沿着“小破屋”背面的石子路走,路的尽头就有一块平滑的巨石。不过这时天色很黑,整块石头陷落在黑暗里要走得很近才能看得到。
秦松跟过去时阿七已经随手擦了擦石头上的水,躺上去了,仰面对着头顶上的惨淡星月之光。
“柴才,”阿七一咕噜爬起来,用手拍着石块,眼里满是笑谑之色“你也来躺下来吧。”
秦松单手提剑双手在身前抱拳:“您是主子奴才不敢以下犯上,轻薄了主上。“
阿七嘴角扯出一抹笑意,向身后仰倒同时叹了口气:“我是你主子恐怕也只有你这么想了。”
星光惨淡映不出她眸光底下的神色,秦松却忽然感觉到她身上弥漫出的悲伤的感觉。
“至少秦松是这么认为。过去……现在都是……”
阿七忽然一笑:“原来你也许不下未来。”说这句话时阿七侧着脸贴在青石板上,青丝也覆下来连同青石板一起凉丝丝地遮住了她的脸也很好得掩盖了她所有的表情。周围静了一静,阿七复又抬起头来若无其事:“既然还认我这个主子就乖乖躺下。”
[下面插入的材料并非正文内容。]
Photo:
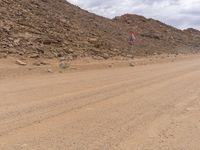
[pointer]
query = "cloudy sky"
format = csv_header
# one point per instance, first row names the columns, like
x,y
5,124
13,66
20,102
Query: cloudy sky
x,y
179,13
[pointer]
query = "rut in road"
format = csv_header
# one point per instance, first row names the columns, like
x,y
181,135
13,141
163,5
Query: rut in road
x,y
101,109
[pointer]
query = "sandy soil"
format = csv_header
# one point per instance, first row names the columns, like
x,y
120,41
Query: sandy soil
x,y
149,107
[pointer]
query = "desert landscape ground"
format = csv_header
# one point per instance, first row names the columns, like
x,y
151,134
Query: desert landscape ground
x,y
70,80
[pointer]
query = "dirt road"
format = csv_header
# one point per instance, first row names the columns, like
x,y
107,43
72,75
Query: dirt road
x,y
153,107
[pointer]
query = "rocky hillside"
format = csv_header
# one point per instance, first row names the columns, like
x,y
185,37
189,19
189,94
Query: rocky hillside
x,y
56,28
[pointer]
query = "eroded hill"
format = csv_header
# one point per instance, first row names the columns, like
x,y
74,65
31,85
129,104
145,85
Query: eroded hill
x,y
56,28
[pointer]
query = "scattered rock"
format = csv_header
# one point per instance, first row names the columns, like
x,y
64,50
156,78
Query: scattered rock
x,y
34,56
42,62
20,62
63,65
131,64
49,71
37,63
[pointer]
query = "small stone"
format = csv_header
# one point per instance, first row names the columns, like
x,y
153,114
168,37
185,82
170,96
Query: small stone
x,y
37,63
63,65
132,64
34,56
49,71
42,62
19,62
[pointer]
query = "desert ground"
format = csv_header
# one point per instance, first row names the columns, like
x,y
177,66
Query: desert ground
x,y
101,106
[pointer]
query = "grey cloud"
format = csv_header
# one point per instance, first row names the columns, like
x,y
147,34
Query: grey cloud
x,y
179,13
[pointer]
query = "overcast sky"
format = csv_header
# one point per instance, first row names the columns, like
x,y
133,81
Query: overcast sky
x,y
179,13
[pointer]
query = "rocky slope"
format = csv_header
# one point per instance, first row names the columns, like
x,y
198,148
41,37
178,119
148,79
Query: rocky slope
x,y
56,28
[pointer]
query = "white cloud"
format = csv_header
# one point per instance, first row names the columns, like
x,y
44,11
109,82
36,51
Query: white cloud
x,y
180,13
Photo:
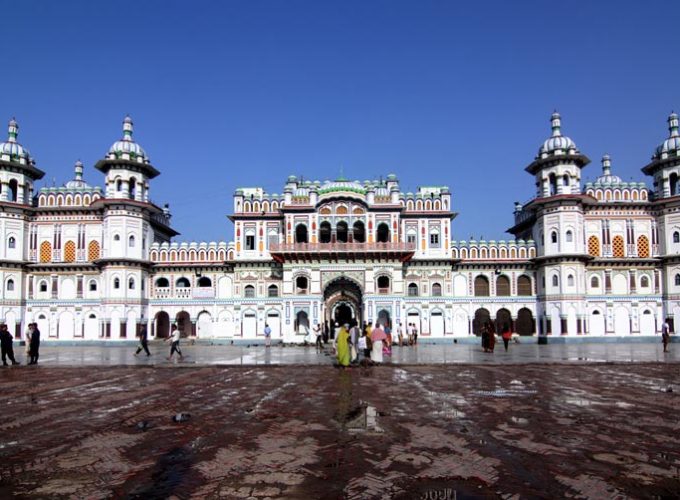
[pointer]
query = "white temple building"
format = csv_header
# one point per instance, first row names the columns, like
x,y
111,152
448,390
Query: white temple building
x,y
93,263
秦松脸上滞了一滞,看着她倔强又脆弱的侧脸,心里忽然生出不忍拒绝的柔软。
“……好。”
秦松依言坐下。
夜色。
长风。
细雨。
阿七喃喃低语,声音越来越小:“知道一个叫‘碧儿’的丫头么?”
“……不知。”
“……去查查……”
……阿七不记得自己怎么睡着了。只记得一片狼藉的梦境。梦里一片火光冲天,昔日偌大光鲜的山庄在一片火光中顷刻间化了一堆什么也不是的灰烬。手执青锋的大侠,一脸正气凛然,长剑指向他的爹爹:“上官屠,二十年前你残杀武林同道,奸掳人妻女,今天,我…要替天行道!除了你,为我爹报仇,为武林除害……”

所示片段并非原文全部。